Her empty purse and empty pockets
are no reason to stay home, but
she is not ready to
type their letters,
and shuffle their papers,
and line up their paragraphs,
and format their gibberish prose-
not anymore.
So on this very beautiful sunny day
Maya Sinclair called and lied that she has the Corona.
__
On Losing My Wallet in Rome
We were in sweaty jeans and long-sleeved shirts,
a little over-dressed for a day’s walk through Rome.
The long winding paths through the ruins of the Forum onto
the road that led us through more ruins
to the steps of the church of St. Peter in Chains, where Moses lives.
Michelangelo’s Moses that is, in whose company
we spent one whole hour.
Not the taxi driver who took us home
after a long sticky day through Rome.
It was then that I found my wallet gone.
Was it gone when I stooped to drink
some of the ice-cold water at the Colosseum?

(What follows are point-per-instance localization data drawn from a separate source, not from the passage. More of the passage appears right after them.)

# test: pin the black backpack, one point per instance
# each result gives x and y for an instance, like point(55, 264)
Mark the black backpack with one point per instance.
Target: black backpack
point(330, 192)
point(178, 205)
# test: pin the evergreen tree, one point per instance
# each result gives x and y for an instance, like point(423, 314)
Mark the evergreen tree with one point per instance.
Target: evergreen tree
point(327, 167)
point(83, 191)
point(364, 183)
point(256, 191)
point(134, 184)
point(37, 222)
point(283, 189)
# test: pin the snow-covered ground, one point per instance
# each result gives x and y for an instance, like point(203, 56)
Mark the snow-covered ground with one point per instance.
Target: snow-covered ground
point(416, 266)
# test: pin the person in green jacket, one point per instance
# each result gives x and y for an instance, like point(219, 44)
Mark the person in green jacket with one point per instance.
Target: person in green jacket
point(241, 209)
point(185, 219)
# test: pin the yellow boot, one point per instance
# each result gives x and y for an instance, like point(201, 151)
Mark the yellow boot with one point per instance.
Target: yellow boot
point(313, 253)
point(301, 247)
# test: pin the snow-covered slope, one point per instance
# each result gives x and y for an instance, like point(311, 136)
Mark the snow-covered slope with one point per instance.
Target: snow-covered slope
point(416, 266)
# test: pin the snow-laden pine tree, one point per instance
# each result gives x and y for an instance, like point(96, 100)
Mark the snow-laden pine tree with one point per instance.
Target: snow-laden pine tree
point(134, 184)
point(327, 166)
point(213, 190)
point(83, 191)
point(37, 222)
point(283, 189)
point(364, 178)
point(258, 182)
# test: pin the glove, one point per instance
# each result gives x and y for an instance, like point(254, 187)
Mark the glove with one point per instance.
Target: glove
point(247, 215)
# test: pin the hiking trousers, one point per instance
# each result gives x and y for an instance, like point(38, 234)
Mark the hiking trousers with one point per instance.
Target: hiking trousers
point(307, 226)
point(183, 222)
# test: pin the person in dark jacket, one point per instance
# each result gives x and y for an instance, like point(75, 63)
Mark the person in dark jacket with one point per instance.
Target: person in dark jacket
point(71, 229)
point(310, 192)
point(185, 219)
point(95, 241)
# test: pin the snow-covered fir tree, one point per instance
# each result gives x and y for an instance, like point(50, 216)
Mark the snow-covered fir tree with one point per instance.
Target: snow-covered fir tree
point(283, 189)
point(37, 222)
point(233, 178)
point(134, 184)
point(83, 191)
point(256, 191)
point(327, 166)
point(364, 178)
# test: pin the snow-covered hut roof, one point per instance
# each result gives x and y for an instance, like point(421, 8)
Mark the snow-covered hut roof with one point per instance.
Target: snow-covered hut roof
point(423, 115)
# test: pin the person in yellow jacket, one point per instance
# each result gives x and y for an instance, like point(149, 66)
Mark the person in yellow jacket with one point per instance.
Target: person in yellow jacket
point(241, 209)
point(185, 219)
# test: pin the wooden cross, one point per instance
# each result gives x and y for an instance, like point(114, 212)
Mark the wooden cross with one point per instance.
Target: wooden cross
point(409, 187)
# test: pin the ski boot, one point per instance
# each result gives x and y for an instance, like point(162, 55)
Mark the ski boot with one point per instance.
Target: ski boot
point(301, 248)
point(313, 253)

Was it at the foot of the majestic Marcus Aurelius
on horseback, a statue we stood admiring?
Was it in the crowd at the Pantheon, as we leaned into
each other to squint through the perfect circle in the sky?
Was it when we giggled throwing coins in the Trevi,
you a quarter, and a cheaper dime from me?
It must have been at Campo-di-Fiori, where
you licked my gelato, and I yours, you had a pink one, and I, a delicate key-lime;
as we wondered whether it was this hot
when Giordano was burnt here at the stake for heresy.
Perhaps that was when I left some of me in Rome.